At least one member uses the taxonomy to track and measure the overall success of the content on their site. Rather than using a single metric, such as a Customer Satisfaction score, click-through rate, or search query value, his organization breaks down what they measure for different kinds of content by creating what they call “recipes,” consisting of a list of 3-6 “ingredients” or metrics that are applied to content sliced by industry, product, or content type to determine how well that pre-sales or post-sales content is meeting the customer needs.

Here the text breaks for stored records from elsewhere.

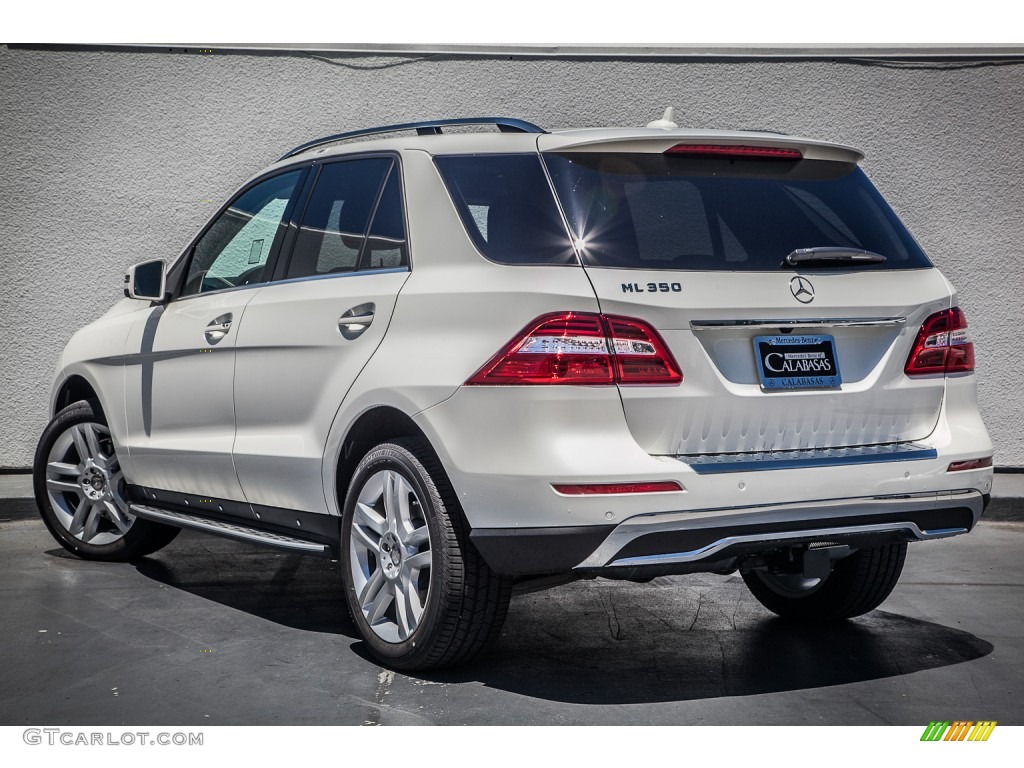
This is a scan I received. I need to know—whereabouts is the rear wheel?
[742,544,906,622]
[341,438,511,670]
[33,400,180,561]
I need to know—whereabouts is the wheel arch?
[335,406,451,518]
[50,374,106,418]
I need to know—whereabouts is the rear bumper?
[471,489,987,578]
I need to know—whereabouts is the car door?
[234,156,409,514]
[125,169,306,501]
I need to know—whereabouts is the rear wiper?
[781,246,886,266]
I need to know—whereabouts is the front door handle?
[205,312,232,344]
[338,303,377,340]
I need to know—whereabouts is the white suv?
[35,118,992,669]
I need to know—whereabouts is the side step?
[129,504,331,557]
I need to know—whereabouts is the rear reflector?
[466,312,683,385]
[903,306,974,376]
[551,480,683,496]
[946,456,992,472]
[665,144,804,160]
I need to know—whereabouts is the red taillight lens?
[903,306,974,376]
[551,480,683,496]
[946,456,992,472]
[605,315,683,384]
[466,312,683,385]
[665,144,804,160]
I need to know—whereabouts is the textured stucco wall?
[0,47,1024,467]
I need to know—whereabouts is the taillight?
[665,144,804,160]
[466,312,683,385]
[903,306,974,376]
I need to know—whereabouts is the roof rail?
[278,118,547,163]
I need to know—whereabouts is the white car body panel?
[124,287,260,501]
[233,269,409,513]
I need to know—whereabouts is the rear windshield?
[548,153,931,271]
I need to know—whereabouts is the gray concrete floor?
[0,500,1024,727]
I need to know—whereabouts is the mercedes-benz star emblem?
[790,275,814,304]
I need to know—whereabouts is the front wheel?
[341,438,511,670]
[742,544,906,622]
[32,400,180,561]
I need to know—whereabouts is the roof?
[267,118,863,179]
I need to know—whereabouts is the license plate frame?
[754,334,843,392]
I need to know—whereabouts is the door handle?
[338,303,376,340]
[204,312,231,344]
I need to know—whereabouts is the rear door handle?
[204,312,232,344]
[338,303,377,340]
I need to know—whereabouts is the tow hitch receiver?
[800,545,850,580]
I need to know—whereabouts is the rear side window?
[288,158,399,278]
[434,155,578,264]
[546,154,931,271]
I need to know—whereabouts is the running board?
[129,504,331,557]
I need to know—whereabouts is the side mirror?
[125,259,166,301]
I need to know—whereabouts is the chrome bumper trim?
[575,490,984,569]
[673,442,939,475]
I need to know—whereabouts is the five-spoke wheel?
[348,469,431,643]
[46,422,135,545]
[33,400,179,560]
[341,437,511,670]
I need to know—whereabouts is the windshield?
[544,153,931,271]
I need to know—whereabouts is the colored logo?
[921,720,995,741]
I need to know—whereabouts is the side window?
[181,170,302,296]
[359,164,409,269]
[434,153,577,264]
[288,158,395,278]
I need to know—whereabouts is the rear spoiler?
[537,128,864,163]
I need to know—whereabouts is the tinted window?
[434,155,577,264]
[288,158,400,278]
[181,170,302,296]
[546,154,930,270]
[359,164,409,269]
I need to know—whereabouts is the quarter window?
[288,158,404,278]
[181,171,302,296]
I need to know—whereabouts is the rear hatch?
[541,134,951,456]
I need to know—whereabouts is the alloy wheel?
[46,422,135,546]
[348,469,432,643]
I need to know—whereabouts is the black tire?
[341,438,512,671]
[32,400,180,562]
[742,544,906,622]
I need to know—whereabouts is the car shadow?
[409,578,993,705]
[133,538,358,639]
[119,535,993,705]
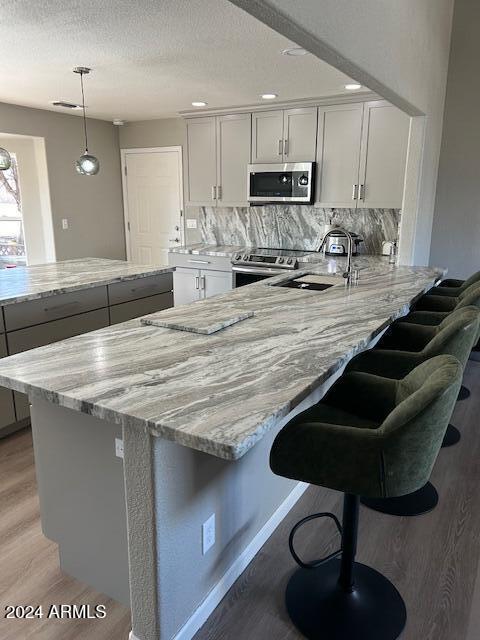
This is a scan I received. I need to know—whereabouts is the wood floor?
[0,362,480,640]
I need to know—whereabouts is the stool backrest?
[422,307,480,367]
[461,271,480,291]
[455,282,480,309]
[380,355,463,496]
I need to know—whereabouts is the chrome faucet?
[318,227,353,282]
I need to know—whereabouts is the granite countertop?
[0,258,173,305]
[0,255,444,459]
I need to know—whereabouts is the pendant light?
[0,147,12,171]
[73,67,100,176]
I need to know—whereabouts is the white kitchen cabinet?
[200,269,232,298]
[173,267,200,307]
[357,100,410,209]
[252,111,283,163]
[315,100,410,209]
[216,113,251,207]
[283,107,317,162]
[187,113,251,207]
[186,117,217,206]
[173,267,232,307]
[316,103,363,208]
[252,107,317,163]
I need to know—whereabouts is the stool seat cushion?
[270,356,462,498]
[432,271,480,296]
[347,307,479,379]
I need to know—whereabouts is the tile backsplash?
[186,205,400,254]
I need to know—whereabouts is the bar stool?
[431,271,480,297]
[346,307,480,516]
[270,355,463,640]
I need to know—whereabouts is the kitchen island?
[0,258,443,640]
[0,258,173,436]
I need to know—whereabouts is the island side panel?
[31,398,130,606]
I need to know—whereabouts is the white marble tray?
[141,303,254,335]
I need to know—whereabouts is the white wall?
[0,136,55,264]
[230,0,454,264]
[430,0,480,278]
[0,103,125,260]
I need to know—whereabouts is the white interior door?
[123,147,183,265]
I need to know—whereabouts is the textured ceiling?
[0,0,354,121]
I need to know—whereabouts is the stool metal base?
[457,384,470,400]
[285,559,407,640]
[360,482,438,516]
[442,424,462,448]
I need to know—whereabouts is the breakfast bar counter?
[0,257,443,640]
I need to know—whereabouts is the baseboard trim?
[171,482,309,640]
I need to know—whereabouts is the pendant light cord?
[80,71,88,153]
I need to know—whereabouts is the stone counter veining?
[0,255,443,459]
[0,258,173,305]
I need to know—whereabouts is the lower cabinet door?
[200,270,232,298]
[173,267,201,307]
[110,291,173,324]
[7,309,109,355]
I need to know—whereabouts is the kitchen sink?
[272,275,338,291]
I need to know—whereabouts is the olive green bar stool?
[347,307,480,516]
[270,355,463,640]
[412,282,480,400]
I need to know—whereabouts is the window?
[0,154,26,266]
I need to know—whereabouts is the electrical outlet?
[202,513,215,555]
[115,438,123,460]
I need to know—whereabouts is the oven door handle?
[232,265,285,276]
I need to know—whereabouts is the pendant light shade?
[0,147,12,171]
[73,67,100,176]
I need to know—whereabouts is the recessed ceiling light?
[282,47,308,56]
[52,100,82,109]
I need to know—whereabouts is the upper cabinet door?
[217,113,251,207]
[316,103,363,208]
[283,107,317,162]
[186,117,217,206]
[252,111,283,162]
[357,100,410,209]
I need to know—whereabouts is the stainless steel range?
[232,249,315,287]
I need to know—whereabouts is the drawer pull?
[44,301,80,313]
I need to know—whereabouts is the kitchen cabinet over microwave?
[252,107,317,163]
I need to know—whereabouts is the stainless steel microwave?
[247,162,315,203]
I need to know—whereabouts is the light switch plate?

One member articulated her main challenge as the fragility of her site’s ontology tool. Taxonomy management tool vendors tend to be smaller companies without global 24/7 support available to their customers, resulting in downtime as the opportunity for engagement with the vendor is limited to a short window of time each day. The member company translates the taxonomy into twenty languages, and some issues have been with the vendor language packs and back-end auto classification glitches.

Two members brought us up to speed on the challenges they experience with alignment across business units or other content domains, especially when it comes to terms and product labels. One member described it in this way: “The larger and more distributed your organization is, the more silos you have to cross-pollinate and align with.” Eventually, the solution will require pulling together and then pushing alignments into each respective system and tools.

Agreeing upon what is the definition of a product is a challenge experienced by another member. In her part of the organization, hardware products use software to access features and operate functionality, but some other parts of the company view software products as separate categories from hardware. She invested a lot of time communicating with other functional areas and was able to get agreement with her definition that hardware products can contain software products in the new product taxonomy. This product within the product classification drove the facets on the documentation portal, which now facilitate the finding of the appropriate software documentation quickly and effectively.

Implementation and Tooling

Interestingly, each of the three members who contributed to the conversation have taxonomy and metadata management tools that sit between their content management system and their delivery platform. Two companies have home grown tools for management tasks such as DITA subject scheme generation, metadata changes, and the extraction of metadata for processing upon publication. These tools provide sophisticated management, and they bypass challenges associated with changing metadata fields in a CMS. One company has automated the metadata tagging process, so writers do not ever have to apply values to their content.

During the design phase of their respective taxonomy development projects, these members utilized a visual representation of the taxonomy in the form of a mind map, knowledge graph, or web visualization. Each said having a non-XML version of the hierarchy was singularly impactful to getting the buy-in and input they needed from their stakeholders.

We had an interesting and engaging roundtable discussion. Designing and implementing a taxonomy is a project with a great return on investment, but as we learned from our three members who have gone through the process, it takes time, commitment, engagement at the executive and stakeholder level, and lots and lots of communication. If you want to jump into the taxonomy waters, one member suggested that getting alignment on your organization’s content types is a great place to start. Comtech Services and other CIDM Members are here to help.